The following timeline consolidates FDA regulatory milestones for rosuvastatin that are relevant to prescribers and patients. This framework does not appear in any single FDA document; it is synthesized from NDA approval records, label revision histories at accessdata.fda.gov, and the FDA drug safety communications listed below.

• February 4, 2003: EMA approves rosuvastatin (Crestor) in the European Union.
• August 12, 2003: FDA approves rosuvastatin (NDA 021366) for adults with primary hyperlipidemia and mixed dyslipidemia at doses of 10 mg to 40 mg. FDA NDA 021366, accessdata.fda.gov.
• 2003 to 2006: FDA conducts active safety review of early post-marketing proteinuria and hematuria signals; AstraZeneca completes required post-market studies; FDA concludes the signal does not represent progressive nephrotoxicity at approved doses. FDA accessdata review documents.
• 2008: JUPITER trial results published in NEJM; 44% reduction in composite cardiovascular events over median 1.9 years in 17,802 patients.
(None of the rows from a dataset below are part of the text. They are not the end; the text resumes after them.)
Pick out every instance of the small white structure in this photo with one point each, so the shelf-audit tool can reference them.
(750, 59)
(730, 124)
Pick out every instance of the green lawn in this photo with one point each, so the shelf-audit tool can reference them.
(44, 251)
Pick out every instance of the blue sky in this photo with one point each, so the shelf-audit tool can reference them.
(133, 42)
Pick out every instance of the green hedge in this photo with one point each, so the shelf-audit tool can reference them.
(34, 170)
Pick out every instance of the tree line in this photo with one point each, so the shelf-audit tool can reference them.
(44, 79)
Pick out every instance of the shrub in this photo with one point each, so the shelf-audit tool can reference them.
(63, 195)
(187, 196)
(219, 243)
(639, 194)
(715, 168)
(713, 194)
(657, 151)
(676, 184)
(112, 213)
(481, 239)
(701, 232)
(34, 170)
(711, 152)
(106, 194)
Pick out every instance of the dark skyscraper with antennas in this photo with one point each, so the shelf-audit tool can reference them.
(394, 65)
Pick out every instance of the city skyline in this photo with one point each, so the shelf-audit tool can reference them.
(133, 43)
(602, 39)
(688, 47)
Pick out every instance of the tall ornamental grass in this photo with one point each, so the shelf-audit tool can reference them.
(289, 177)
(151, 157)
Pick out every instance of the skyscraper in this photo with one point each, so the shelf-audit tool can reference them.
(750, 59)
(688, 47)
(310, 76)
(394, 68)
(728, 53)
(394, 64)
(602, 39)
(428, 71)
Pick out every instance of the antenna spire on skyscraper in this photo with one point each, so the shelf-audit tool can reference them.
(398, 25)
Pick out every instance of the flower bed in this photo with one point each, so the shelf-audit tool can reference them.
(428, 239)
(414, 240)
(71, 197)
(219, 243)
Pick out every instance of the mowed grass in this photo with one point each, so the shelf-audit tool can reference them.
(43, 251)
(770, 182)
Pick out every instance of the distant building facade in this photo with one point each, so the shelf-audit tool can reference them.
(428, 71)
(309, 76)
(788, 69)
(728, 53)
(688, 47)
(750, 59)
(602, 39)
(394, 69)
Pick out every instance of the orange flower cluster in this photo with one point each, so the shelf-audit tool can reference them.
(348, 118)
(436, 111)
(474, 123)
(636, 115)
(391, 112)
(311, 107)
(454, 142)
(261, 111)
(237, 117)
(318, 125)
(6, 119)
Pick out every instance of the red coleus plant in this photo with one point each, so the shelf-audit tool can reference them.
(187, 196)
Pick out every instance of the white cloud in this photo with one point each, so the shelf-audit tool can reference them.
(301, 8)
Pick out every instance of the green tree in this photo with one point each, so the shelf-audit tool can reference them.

Ridker PM et al., NEJM 2008, pubmed.ncbi.nlm.nih.gov.
• 2008: FDA approves rosuvastatin for primary prevention of cardiovascular events in patients with elevated hsCRP plus additional risk factors, based on JUPITER data.
• 2008: FDA approves pediatric indication for heterozygous familial hypercholesterolemia in patients aged 10 to 17. FDA pediatric supplement, accessdata.fda.gov.
• February 2012: FDA adds class-wide warnings for cognitive effects and new-onset diabetes to all statin labels, including rosuvastatin. FDA Drug Safety Communication 2012, fda.gov.
• 2015: FDA updates rosuvastatin reproductive labeling under the new Pregnancy and Lactation Labeling Rule. FDA PLLR, fda.gov.
• 2016: Primary US patent expires; multiple FDA-approved generic rosuvastatin products enter the market. FDA Orange Book, accessdata.fda.gov.
• Ongoing: FDA Sentinel active surveillance monitors rosuvastatin and all statins for myopathy, rhabdomyolysis, hepatotoxicity, diabetes, and cognitive effects. FDA Sentinel, fda.gov.

ACC/AHA Guideline Positioning of Rosuvastatin

The 2018 ACC/AHA guideline on the management of blood cholesterol classifies statins by intensity based on the average expected LDL-C reduction [5]. Rosuvastatin appears in two intensity categories:

• High-intensity statins (expected LDL-C reduction 50% or greater): rosuvastatin 20 mg and 40 mg daily.
• Moderate-intensity statins (expected LDL-C reduction 30% to 50%): rosuvastatin 5 mg and 10 mg daily.

The guideline recommends high-intensity statin therapy for patients with established atherosclerotic cardiovascular disease (ASCVD), patients with LDL-C at or above 190 mg/dL, and patients aged 40 to 75 with diabetes and an estimated 10-year ASCVD risk at or above 7.5%. Rosuvastatin 20 mg to 40 mg is a direct option for each of these groups. ACC/AHA 2018 guideline, ahajournals.org.

The 2018 guideline also introduced the concept of risk-enhancing factors and, separately, coronary artery calcium (CAC) scoring to guide statin initiation decisions in patients at intermediate risk (10-year risk 7.5% to 20%). A patient with a CAC score above 100 Agatston units or above the 75th percentile for age, sex, and ethnicity is considered a candidate for statin therapy, with rosuvastatin 10 mg to 20 mg serving as a common choice given its LDL-C-lowering magnitude. ACC/AHA 2018 guideline, ahajournals.org.